There were various images and dreams that I couldn't really sort out and then I suddenly found myself in a funeral home. I saw a few characters I know there including Sandra, and Monica, and they were standing in front of chairs that were in rows (usual set up for those places, at least those I've been in). There was a closed white coffin at the "head" of the room. I noticed Claude was not among the group and that bothered me, a lot, even more than the fact that Peter Petrelli and Noah Bennet also being absent. I know the usual procedure for a coffin that is closed is for a picture of the deceased to be placed near it, but there were no pictures anywhere and no flowers either, just the group of mourners.
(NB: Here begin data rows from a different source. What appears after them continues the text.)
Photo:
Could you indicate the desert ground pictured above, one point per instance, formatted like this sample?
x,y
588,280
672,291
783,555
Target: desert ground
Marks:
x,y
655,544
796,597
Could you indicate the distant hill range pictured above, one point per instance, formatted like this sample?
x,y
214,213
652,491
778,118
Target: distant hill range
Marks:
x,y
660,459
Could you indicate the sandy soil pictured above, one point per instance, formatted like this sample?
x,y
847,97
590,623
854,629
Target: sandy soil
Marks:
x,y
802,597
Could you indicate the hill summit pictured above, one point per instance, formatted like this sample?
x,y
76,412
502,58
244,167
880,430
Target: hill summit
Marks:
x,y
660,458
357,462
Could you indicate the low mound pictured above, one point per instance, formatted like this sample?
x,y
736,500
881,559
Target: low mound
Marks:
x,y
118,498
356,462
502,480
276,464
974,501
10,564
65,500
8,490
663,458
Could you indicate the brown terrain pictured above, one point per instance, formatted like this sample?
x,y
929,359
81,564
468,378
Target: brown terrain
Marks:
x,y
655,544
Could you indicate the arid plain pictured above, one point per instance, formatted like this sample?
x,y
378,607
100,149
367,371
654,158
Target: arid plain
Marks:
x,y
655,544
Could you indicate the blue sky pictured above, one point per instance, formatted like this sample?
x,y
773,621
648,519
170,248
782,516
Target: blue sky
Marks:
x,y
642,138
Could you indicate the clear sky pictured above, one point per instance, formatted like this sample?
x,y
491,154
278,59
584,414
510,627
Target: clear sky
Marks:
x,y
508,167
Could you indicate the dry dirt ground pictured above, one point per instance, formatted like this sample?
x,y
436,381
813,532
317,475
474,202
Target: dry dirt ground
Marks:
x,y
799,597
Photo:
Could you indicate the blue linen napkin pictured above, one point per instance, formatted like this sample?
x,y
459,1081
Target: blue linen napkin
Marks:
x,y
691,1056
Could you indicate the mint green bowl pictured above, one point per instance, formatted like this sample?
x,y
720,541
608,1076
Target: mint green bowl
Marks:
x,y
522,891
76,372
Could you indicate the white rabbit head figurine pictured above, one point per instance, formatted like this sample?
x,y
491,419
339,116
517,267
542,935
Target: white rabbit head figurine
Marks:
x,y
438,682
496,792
As far as I know, closed caskets are not supposed to be opened. I had a feeling I knew whom I was going to find inside but I had to open it anyway. I found Claude in there. Why the casket was closed I don't know as I could see nothing wrong - other than Claude being dead- which would have warranted closing the casket. Also Claude was bearded and someone had decided to dress him in a pinstriped dark blue suit with a white dress shirt, a somewhat frilly one, which really didn't suit him. I was too shocked to do much at first other than stare. It's probably some defense mechanism that made me even notice how he was dressed. I also felt the need to do something, to negate what I saw. For some reason the idea of kissing Claude came to mind. Maybe it was a hold over from the old fairytales I read as child or the fact that I knew he wouldn't react well to that if he were in fact still alive, I just know that I didn't (and /still/ don't) want him to be dead. So I leaned over and kissed Claude, hoping somehow he'd be alright even if he got mad at me for doing so, as I'd rather have him alive and angry at me than dead. I noticed that oddly enough he wasn't cold at all. Then I woke up.

I'm hoping like mad that nightmare was merely symbolic.
It may have been brief but it was very vivid. I wasn't just seeing it but I felt like I was really there. That's part of why it bothers me so. That and the last thing I ever want to see is Claude get killed. Maybe he's just a character to some, but knowing he's out and about in his world (even if it's a fictional one) and alive in that world, brings me a great deal of comfort when things get rough. Were it not for other pleasant dreams I've had since then I would probably be a basket case by now. Despite my other dreams that have come true, I am not one who believes the future is cast in stone. I see it more as that I am picking up on most likely futures and any choice can change the outcome but one must act if any change is to occur. It's like seeing dominoes set up to be knocked over. One tile may start the chain reaction but take a tile or two out of place, even if the reaction is going, and the entire pattern can change dramatically. And even if things were "cast in stone" any decent stonemason or geologist can tell you that stone is not permanent. Sometimes it's a matter of finding a good tool to break it with such as a jackhammer or explosives. So here is my action driven by the nightmare: to anyone who has control over canon events in the "Heroesverse:" I beg you, please don't kill Claude. And if you're wondering I would be willing to take several bullets myself for Claude's sake.